1.3.4. Automata in fsm-tools

fsm-tools implements the Chomsky hierarchy as a strict Python inheritance chain. Each class is a formal restriction of the one above it — it inherits the full structure of its parent and constrains it further, removing degrees of freedom rather than adding them.

Automaton                              (abstract base)
└── TuringMachine                      (Type 0 — recursively enumerable)
    └── LinearBoundedAutomaton         (Type 1 — context-sensitive)
        └── PushdownAutomaton          (Type 2 — context-free)
            └── FiniteStateAutomaton   (Type 3 — regular, planned v0.2.0)

This structure means that isinstance(pda, TuringMachine) is True — every pushdown automaton is also a (constrained) Turing machine in the type system.

1.3.4.1. TuringMachine — Type 0

A Turing Machine operates on an infinite one-dimensional tape. Its transition function maps a (state, symbol) pair to a (next_state, write_symbol, direction) triple.

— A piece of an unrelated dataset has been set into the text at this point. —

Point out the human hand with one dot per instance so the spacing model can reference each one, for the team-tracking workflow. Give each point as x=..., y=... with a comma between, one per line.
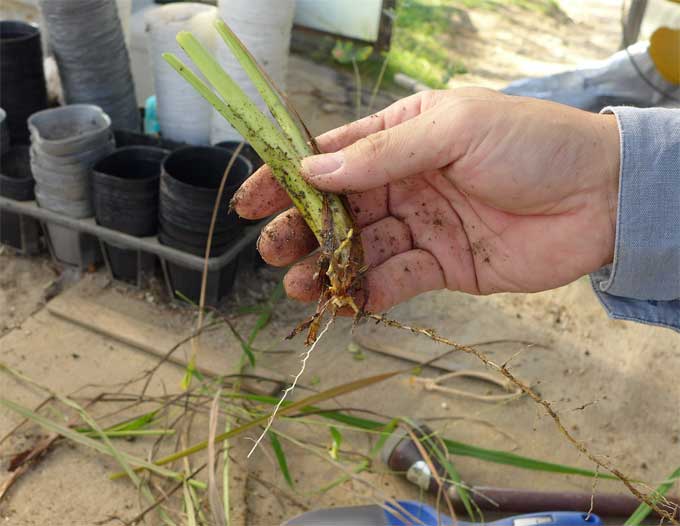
x=464, y=189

It is the most general computational model — equivalent to any algorithm.

Key properties:

  • Infinite bidirectional tape, extended dynamically with blank symbols.

  • Read/write head moves left or right.

  • Accepts when reaching the accepting state.

See also

TuringMachine

1.3.4.2. LinearBoundedAutomaton — Type 1

A Linear Bounded Automaton is a Turing Machine whose tape is bounded to a length proportional to the input. It recognises exactly the context-sensitive languages.

Restriction over TuringMachine:

  • Tape size bounded: limits enforced per dimension.

  • Head raises IndexError if it reaches a tape boundary.

See also

LinearBoundedAutomaton

1.3.4.3. PushdownAutomaton — Type 2

A Pushdown Automaton replaces the tape with a LIFO stack. Its transition function maps a (state, input_symbol, stack_top) triple to a (next_state, stack_ops) pair, where stack_ops is the list of symbols pushed after popping the stack top.

Restriction over LinearBoundedAutomaton:

  • No tape: memory is a stack (last-in, first-out).

  • Input is read sequentially — no random access, no backtracking.

  • Acceptance by empty stack (bottom marker convention).

Transition 5-tuple:

(state_from, input_symbol, stack_top, state_to, stack_ops)

Where stack_ops is a list of symbols pushed after popping stack_top:

  • [] — pure pop (no push).

  • ["A"] — replace top with A.

  • ["A", "B"] — pop, then push B, then A (A ends on top).

Note

Epsilon-transitions (input_symbol=None) are reserved and will be implemented in v0.3.0. Passing None raises NotImplementedError in v0.1.0.

See also

PushdownAutomaton

1.3.4.4. FiniteStateAutomaton — Type 3

Note

FiniteStateAutomaton is planned for v0.2.0 and is not yet implemented.

A Finite State Automaton is a Pushdown Automaton with no stack: transitions depend only on the current state and the current input symbol. It recognises exactly the regular languages.

Restriction over PushdownAutomaton:

  • No stack: transition function is (state, symbol) state.

  • Accepts when reaching a designated accepting state after consuming all input.